The police can then react in a timely manner to close street sections or disperse the crowds if needed.

How digitalisation bridges the citizen-government gap 

Zurich’s smart city vision goes beyond cutting-edge tech. It also uses digitalisation as a way to improve citizen participation in the city.

For instance, an online smart participation platform allows all residents to give their inputs on the city’s development.

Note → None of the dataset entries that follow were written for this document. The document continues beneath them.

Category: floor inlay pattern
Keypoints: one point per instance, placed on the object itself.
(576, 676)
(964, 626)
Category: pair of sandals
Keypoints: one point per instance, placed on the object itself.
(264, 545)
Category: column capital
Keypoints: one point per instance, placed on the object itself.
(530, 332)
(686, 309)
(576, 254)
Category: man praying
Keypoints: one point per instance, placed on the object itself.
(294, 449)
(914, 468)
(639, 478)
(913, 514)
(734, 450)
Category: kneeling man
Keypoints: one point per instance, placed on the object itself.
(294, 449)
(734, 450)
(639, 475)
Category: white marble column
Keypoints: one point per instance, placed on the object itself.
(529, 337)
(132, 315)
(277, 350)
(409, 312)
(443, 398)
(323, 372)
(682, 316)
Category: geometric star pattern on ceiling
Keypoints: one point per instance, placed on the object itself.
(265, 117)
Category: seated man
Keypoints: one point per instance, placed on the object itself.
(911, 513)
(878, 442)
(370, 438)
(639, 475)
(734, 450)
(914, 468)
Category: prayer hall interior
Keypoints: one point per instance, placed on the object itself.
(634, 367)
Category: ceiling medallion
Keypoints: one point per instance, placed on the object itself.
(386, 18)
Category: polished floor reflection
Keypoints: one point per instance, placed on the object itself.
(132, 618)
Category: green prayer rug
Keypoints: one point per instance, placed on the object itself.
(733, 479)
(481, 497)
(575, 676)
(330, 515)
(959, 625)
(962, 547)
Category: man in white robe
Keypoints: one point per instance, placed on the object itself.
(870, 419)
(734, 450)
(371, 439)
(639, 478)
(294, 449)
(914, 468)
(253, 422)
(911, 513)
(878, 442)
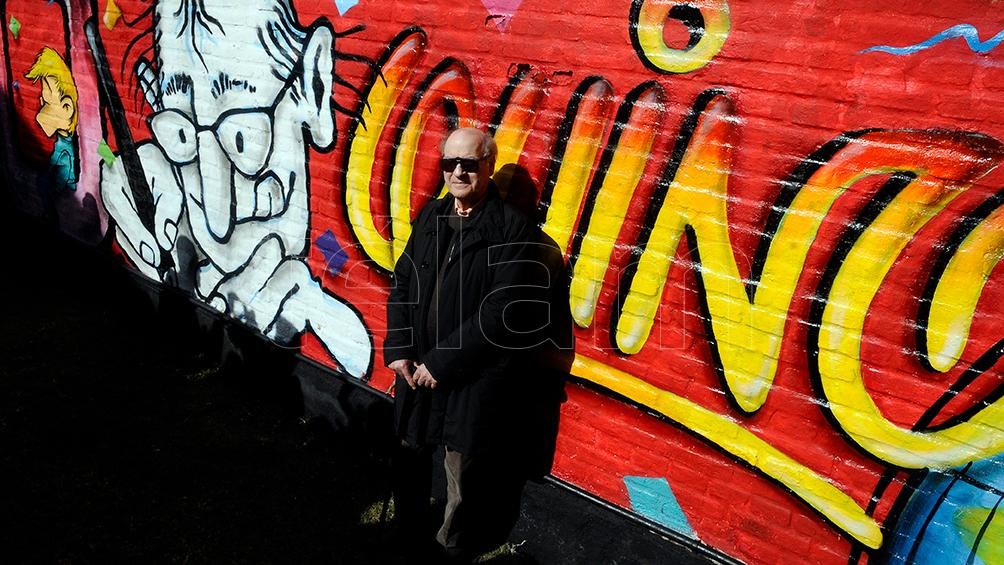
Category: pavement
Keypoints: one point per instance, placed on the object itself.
(132, 433)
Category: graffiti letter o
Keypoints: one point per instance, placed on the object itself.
(707, 20)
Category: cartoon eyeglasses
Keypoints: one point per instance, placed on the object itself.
(244, 134)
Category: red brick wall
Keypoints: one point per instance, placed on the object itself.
(783, 225)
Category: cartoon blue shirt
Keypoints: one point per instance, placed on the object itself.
(62, 164)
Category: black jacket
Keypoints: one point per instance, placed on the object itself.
(476, 359)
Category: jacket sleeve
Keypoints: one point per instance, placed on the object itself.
(401, 341)
(479, 338)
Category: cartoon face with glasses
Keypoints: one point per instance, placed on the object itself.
(240, 95)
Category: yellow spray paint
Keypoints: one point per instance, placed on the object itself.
(649, 18)
(452, 83)
(954, 303)
(633, 151)
(945, 164)
(396, 72)
(577, 162)
(721, 431)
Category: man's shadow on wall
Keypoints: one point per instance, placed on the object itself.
(547, 323)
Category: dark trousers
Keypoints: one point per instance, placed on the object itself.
(483, 500)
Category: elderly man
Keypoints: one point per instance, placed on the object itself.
(457, 358)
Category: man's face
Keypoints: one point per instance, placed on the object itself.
(468, 187)
(56, 111)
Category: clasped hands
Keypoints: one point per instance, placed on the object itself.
(416, 375)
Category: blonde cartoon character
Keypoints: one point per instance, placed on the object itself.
(57, 115)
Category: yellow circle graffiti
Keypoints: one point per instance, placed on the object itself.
(707, 20)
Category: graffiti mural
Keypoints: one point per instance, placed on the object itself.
(782, 235)
(227, 212)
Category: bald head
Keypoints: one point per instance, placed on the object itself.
(468, 163)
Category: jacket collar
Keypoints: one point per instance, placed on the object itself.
(490, 221)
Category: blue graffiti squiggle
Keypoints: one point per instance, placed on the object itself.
(964, 30)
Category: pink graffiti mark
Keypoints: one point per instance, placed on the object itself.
(501, 11)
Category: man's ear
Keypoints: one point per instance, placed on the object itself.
(316, 87)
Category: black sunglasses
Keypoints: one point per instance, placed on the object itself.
(467, 165)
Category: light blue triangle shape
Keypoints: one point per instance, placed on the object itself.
(344, 5)
(653, 498)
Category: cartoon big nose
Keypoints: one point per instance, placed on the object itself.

“The residents of the City of Zurich know best what they need to manage their everyday lives and thrive,” shares Weber. “As an administration, we have to develop the city for the people and their needs,” he says.

Another online platform allows citizens to easily access the city’s services. For example, residents can make appointments for weddings, track their taxes, or register their children for music lessons at school all through one platform.

“This saves Zurich residents time and is efficient for the administration,” says Weber.

Residents can also report any damaged public infrastructure online via a smartphone app or web application, Weber reveals. Once submitted, the report will be triaged and assigned to the relevant department.

With this platform, city administration can detect and repair any damages to infrastructure more quickly. It allows the administration to monitor the infrastructure more frequently and broadly than employees on their own ever could, says Weber.

“It helps us to offer the population and businesses in the city a modern and functioning infrastructure,” he notes.

The Swiss army knife which originated in Switzerland is a symbol of multipurpose efficiency. The city of Zurich is embracing this spirit and using tech to great effect in improving life for its residents.